The new technologies of the age — electricity, cars, gramophones, telephones and cinema all contribute to the strips, with Hergé apparently taking inspiration from early cinema as much as earlier comics. Among the latter we must presumably include Benjamin Rabier’s Tintin Lutin. Hergé aspires to realism; he did a lot of research on the Destination Moon (1950/1953) and Explorers on the Moon (1952-3/1954), getting the rocketry as right as was possible then. (The former predates George Pál’s film as far as I can see, assuming Objectif Lune appeared in the serialisation.) On the other hand, the action twisting action, Tintin’s survival and the constant defeat of criminals stretches credulity.

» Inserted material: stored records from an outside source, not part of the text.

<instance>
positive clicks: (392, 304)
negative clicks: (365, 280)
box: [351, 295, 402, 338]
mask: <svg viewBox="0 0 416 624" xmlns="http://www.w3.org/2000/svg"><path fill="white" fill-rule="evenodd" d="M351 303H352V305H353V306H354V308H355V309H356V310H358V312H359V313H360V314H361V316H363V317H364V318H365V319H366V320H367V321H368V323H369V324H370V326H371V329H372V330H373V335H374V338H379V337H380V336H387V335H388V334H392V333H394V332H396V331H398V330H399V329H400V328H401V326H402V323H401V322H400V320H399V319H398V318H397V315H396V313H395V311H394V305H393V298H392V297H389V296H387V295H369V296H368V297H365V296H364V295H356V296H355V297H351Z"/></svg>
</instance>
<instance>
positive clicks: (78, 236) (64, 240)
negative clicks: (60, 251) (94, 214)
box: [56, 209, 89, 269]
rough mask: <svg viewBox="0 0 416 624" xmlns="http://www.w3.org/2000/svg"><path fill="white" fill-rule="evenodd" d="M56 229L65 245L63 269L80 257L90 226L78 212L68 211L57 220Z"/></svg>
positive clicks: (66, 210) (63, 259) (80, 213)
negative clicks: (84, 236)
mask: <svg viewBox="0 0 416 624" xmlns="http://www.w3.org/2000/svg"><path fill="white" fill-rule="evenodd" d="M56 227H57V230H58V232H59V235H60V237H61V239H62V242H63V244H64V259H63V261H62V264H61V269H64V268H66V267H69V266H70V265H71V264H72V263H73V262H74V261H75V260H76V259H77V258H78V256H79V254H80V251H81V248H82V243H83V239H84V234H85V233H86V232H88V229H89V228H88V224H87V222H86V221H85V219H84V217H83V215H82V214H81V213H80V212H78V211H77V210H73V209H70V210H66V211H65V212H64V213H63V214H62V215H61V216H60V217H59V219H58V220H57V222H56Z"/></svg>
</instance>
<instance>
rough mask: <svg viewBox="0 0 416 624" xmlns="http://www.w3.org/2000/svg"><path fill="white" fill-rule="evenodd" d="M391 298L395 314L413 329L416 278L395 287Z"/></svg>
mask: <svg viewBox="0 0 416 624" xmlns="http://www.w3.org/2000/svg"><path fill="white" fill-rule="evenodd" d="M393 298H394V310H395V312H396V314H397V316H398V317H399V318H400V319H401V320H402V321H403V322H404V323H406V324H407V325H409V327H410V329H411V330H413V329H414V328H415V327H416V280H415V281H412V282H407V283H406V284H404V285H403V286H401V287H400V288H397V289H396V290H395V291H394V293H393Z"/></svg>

Hergé has very basic ligne clair (clear line) which is nonetheless efficient.

The initial strips — Tintin in the Land of the Soviets (1929-30/1930, Tintin in the Congo (1930-31/1931) and Tintin in America (1931-32/1932) — have a crude, conservative, xenophobic, not to say racist feel, and it’s worth remembering that Belgium was a colonial power in Africa. (See, say, Heart of Darkness.) However, on becoming friends with Zhang Chongren in 1934, he started doing more research into the background locations of his adventures, beginning with The Blue Lotus (1935-36/1936). The exhibition calls him Chang — minus his personal name — and calls him Hergé’s “spiritual guide”, which brought me up short. As I read on, I am going to have to be aware of the degree to which Hergé avoids xenophobia.

Meanwhile, the Nazis rose to power and invaded and occupied Belgium, closing Le Vingtième Siècle; Tintin continued in the Nazi-controlled Le Soir and I’ve vague memories of where Hergé was politically. McCarthy must have discussed this in his book. This is presumably at the same time as Paul de Man’s work for the same paper? There is clearly the risk of an appearance of collaboration on Hergé’s part. After the closure of Le Soir, he established his own magazine with Raymond Leblanc, a resistance fighter.

The exhibition mostly consisted of black and white panels from the original stories, mostly minus the dialogue. These were described as facsimiles — but I wasn’t clear whether this meant modern copies of the archive or these had been made in the production process. There were also small photographs — some I suspect photocopies, not all clearly labelled. And then in each room there is either a vitrine containing a three dimensional recreation of a frame from the strips or a model — Marlinspike Hall or Tintin’s flat. On the side wall were further reproductions, as well as on the windows and in fireplaces. Information boards included scans.

As scanning and printing technology has improved, I’ve noticed more and more use of facsimiles in exhibitions. Does it matter that they are copies? Am I fetishising the original with its aura of labour — Hergé’s steps in putting a strip together? Tintin was mass produced — in newspapers, in collections — and so the hand of the artist is lost in what we’ve seen. Should it be brought back? In an interview, Hergé said that not only did he have fun, he was paid to do it. And that photo of a meeting with Warhol — he of the Campbell Soup and Brillo Pads and silkscreens and chat shows as art — is telling.

I don’t think there were any examples on show, but apparently Hergé embraced abstract art in later life. In 1976 he bought a Calder mobile — coincidentally there is a show of that artist’s work at Tate Modern. There’s much more to be said about Hergé, I suspect; I seduced myself into buying the book, so no doubt I will say more.